I am writing an api-library and have an interface where certain keys can change depending on what is presented during the request, i.e if certain parameters are added, a key can change from a string
type to an object
type:
interface MyObject {
name: string;
email: string;
}
interface MyAddress {
street: string;
state: string;
country: string;
}
interface MyPerson {
id: string;
personalDetails: string | MyObject;
address: string | MyAddress;
}
type ExpandableFields = 'address' | 'personalDetails';
Lets say the user calls library.person.get()
, they should get:
{
"id": "id_123456",
"personalDetails": "id_7890123",
"address": "id_4567890"
}
However, if they call library.person.get({ expand: ['personalDetails', 'address'] })
They should get:
{
"id": "id_123456",
"personalDetails": {
"name": "Joe",
"email": "joe@shmo.com"
},
"address": {
"street": "fake st",
"state": "Fake",
"Country": "FK"
}
}
If I try to do this with just a Union, when I go to get personalDetails.name
, I get the error that "name" does not exist on type "string"
. If there were only 2 properties with this, I would just type check before sending the response and type the response appropriately. However, there are 6 possible fields that can do this, and any combination of those 6, which would make it quite messy to try to type correctly when sending back.
So my question: is there a way to check if a specific field exists in the expand
array passed, and then add/change the types in the interface based on what is passed? I thought of starting an interface without those fields and then adding them based on what the args were:
interface MyPerson {
id: string;
}
interface MyPersonWithAddressId extends MyPerson {
address: string;
}
interface MyPersonWithAddress extends MyPerson {
address: MyAddress
}
But, as mentioned, this would be way too messy to do with 6 properties and all of their possible combinations.

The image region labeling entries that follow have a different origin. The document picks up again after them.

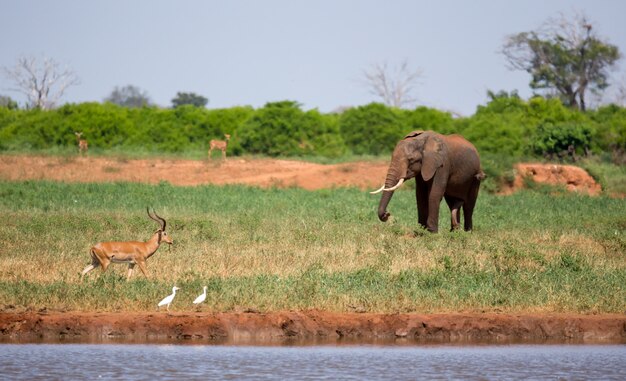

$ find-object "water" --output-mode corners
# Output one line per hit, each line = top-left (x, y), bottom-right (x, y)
(0, 344), (626, 380)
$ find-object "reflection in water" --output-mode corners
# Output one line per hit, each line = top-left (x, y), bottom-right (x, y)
(0, 344), (626, 380)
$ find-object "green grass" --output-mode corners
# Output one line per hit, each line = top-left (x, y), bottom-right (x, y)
(0, 181), (626, 313)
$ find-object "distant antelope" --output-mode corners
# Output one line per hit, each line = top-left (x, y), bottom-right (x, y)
(74, 132), (89, 153)
(80, 208), (173, 280)
(209, 134), (230, 159)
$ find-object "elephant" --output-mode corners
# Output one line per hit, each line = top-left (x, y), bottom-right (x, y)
(370, 131), (485, 233)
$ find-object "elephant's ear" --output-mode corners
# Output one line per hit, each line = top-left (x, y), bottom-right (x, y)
(403, 130), (424, 140)
(422, 136), (443, 181)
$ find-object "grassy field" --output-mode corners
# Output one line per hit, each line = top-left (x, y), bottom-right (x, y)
(0, 181), (626, 313)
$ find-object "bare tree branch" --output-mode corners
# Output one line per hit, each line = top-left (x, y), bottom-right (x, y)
(4, 57), (80, 110)
(363, 60), (422, 108)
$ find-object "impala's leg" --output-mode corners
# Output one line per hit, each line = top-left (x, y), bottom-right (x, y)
(126, 263), (135, 280)
(137, 262), (148, 278)
(80, 249), (100, 281)
(80, 262), (99, 280)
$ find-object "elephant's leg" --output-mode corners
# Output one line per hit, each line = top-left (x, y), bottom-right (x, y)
(415, 177), (428, 228)
(463, 180), (480, 231)
(445, 196), (463, 230)
(426, 187), (443, 233)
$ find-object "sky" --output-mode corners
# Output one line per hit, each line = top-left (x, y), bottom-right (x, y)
(0, 0), (626, 116)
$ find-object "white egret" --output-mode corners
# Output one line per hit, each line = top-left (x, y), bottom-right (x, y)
(157, 286), (180, 311)
(193, 286), (206, 304)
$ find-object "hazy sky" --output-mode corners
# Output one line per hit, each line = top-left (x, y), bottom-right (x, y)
(0, 0), (626, 115)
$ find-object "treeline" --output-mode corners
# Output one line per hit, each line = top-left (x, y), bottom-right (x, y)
(0, 93), (626, 159)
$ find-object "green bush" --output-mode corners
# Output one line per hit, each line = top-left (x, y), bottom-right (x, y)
(0, 92), (626, 163)
(531, 123), (592, 159)
(239, 101), (344, 156)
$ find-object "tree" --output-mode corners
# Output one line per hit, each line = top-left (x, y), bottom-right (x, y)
(0, 95), (18, 110)
(4, 57), (80, 110)
(104, 85), (152, 107)
(172, 92), (209, 108)
(502, 10), (620, 111)
(364, 60), (422, 108)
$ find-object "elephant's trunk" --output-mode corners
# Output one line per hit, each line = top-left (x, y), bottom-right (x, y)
(378, 161), (406, 222)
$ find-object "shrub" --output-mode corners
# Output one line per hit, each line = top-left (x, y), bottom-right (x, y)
(239, 101), (344, 156)
(339, 103), (404, 155)
(531, 123), (592, 161)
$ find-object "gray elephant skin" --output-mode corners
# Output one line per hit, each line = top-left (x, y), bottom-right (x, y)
(372, 131), (485, 233)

I assume that we only care about typings and not about implementation. One approach is to make get()
generic in the type K
of the elements of expand
(which should be constrained to ExpandableFields
), and then map over the properties P
of MyPerson
and either Exclude
or Extract
string
from the union depending on whether or not P
is part of K
. Like this:
interface Person {
get<K extends ExpandableFields = never>(
opts?: { expand: K[] }
): { [P in keyof MyPerson]:
P extends K ? Exclude<MyPerson[P], string> : Extract<MyPerson[P], string>
};
}
declare const library: { person: Person }
Then you can verify that it behaves as expected:
const a = library.person.get()
/* const a: {
id: string;
personalDetails: string;
address: string;
} */
const b = library.person.get({ expand: ['personalDetails', 'address'] })
/* const b: {
id: string;
personalDetails: MyObject;
address: MyAddress;
} */
And this should scale well to six or more properties.